Application of the direct interaction approximation in turbulence theory to generalized stochastic models.

Abstract

The purpose of this paper is to seek mathematical insights into Kraichnan's direct-interaction approximation (DIA) in turbulence theory via its application to generalized stochastic models. Previous developments [R. H. Kraichnan, J. Math. Phys. 2, 124-148 (1961); Phys. Fluids 8, 575-598 (1965); B. K. Shivamoggi et al., J. Math. Anal. Appl. 229, 639-658 (1999); B. K. Shivamoggi and N. Tuovila, Chaos 29, 063124 (2019)] were based on the Boltzmann-Gibbs prescription for the underlying entropy measure, which exhibits the extensivity property and is suited for ergodic systems. Here, we proceed further and consider the introduction of an influence bias discriminating rare and frequent events explicitly, as it behooves non-ergodic systems by a using a Tsallis type [C. Tsallis, J. Stat. Phys. 52, 479-487 (1988)] autocorrelation model with an underlying non-extensive entropy measure.
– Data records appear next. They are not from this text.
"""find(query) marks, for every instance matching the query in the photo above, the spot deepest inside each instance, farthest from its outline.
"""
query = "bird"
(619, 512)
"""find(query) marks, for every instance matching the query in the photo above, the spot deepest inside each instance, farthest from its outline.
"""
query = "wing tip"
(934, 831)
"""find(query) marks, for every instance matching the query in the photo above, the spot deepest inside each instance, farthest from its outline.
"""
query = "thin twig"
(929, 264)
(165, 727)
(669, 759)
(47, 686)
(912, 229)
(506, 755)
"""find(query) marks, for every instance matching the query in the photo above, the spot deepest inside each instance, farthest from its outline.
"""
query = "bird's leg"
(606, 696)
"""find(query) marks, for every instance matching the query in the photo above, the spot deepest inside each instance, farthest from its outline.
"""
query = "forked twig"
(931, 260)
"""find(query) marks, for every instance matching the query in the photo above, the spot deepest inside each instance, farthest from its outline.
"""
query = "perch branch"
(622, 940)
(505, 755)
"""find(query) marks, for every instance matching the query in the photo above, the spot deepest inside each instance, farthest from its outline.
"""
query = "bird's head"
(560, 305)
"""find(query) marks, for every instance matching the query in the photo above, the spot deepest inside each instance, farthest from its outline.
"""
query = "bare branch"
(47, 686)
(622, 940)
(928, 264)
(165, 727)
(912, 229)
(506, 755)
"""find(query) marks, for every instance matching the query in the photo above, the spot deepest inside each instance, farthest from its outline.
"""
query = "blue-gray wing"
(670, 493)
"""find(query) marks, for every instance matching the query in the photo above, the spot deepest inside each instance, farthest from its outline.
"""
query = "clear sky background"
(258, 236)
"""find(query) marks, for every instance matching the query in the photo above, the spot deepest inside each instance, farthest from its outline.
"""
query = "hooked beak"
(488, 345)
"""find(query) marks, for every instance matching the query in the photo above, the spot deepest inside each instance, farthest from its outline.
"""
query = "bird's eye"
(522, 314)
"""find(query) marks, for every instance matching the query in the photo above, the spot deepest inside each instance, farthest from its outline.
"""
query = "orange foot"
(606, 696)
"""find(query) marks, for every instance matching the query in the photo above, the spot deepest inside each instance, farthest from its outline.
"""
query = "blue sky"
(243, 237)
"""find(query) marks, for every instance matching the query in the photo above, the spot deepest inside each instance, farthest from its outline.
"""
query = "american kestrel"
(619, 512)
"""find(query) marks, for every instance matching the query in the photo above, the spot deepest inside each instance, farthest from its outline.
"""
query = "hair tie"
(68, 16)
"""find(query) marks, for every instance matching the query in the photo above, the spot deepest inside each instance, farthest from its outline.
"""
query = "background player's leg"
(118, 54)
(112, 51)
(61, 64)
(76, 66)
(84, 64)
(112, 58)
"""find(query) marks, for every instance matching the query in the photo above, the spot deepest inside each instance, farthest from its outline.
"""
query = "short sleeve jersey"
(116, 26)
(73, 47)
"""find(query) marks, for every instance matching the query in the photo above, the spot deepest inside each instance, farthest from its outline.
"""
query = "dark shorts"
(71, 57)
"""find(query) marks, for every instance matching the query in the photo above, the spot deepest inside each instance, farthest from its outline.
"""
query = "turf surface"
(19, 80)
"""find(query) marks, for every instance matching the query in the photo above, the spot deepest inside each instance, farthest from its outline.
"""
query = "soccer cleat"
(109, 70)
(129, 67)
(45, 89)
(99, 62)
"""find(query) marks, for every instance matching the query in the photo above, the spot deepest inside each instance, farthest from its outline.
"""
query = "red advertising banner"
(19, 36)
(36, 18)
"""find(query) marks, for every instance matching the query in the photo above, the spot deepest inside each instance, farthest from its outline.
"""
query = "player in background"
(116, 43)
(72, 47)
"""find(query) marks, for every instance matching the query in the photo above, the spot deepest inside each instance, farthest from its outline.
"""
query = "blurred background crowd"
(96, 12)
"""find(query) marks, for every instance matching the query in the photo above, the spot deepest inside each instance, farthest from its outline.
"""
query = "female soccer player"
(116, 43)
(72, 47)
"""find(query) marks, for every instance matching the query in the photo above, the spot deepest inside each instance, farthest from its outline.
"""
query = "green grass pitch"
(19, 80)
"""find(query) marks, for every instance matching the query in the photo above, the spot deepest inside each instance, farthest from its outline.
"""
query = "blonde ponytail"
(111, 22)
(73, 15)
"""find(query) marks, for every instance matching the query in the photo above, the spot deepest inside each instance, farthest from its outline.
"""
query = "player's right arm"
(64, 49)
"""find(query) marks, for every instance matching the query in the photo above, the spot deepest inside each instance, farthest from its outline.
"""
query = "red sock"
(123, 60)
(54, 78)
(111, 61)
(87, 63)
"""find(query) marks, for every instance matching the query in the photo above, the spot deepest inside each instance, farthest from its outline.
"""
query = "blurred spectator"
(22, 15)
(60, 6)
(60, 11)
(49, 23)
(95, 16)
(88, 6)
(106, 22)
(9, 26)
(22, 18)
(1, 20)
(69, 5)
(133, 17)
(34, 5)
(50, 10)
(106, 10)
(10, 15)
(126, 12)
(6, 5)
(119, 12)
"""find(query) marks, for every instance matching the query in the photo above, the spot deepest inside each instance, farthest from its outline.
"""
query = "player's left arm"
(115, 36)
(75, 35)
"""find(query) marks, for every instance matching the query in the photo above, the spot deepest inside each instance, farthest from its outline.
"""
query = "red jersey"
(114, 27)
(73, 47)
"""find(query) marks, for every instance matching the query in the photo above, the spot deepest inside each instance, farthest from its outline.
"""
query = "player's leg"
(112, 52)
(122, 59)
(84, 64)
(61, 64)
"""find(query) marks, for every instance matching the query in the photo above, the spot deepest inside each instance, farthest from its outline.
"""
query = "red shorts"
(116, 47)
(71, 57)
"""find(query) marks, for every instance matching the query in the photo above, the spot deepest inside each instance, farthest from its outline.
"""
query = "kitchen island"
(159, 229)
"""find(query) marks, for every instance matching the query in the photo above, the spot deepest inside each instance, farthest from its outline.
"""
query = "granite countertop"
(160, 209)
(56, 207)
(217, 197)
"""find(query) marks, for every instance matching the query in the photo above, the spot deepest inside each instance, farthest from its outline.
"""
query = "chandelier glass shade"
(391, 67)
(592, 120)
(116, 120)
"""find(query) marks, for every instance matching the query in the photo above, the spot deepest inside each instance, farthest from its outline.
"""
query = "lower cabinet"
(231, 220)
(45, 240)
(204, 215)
As an example of this development, we consider a linear damped stochastic oscillator system and explore the Markovian and non-Markovian regimes separately using Keller's perturbative and the DIA non-perturbative procedures. We find that, in the asymptotic regimes of short-range (white-noise) and long-range (black-noise) autocorrelations, the Tsallis model yields the same result as the Uhlenbeck-Ornstein model. Furthermore, the non-perturbative aspects excluded by Keller's perturbative procedure are found to be negligible in these asymptotic regimes. During the course of this investigation, we also exhibit some apparently novel mathematical properties of the stochastic models in question-the gamma distribution and the Tsallis non-extensive entropy.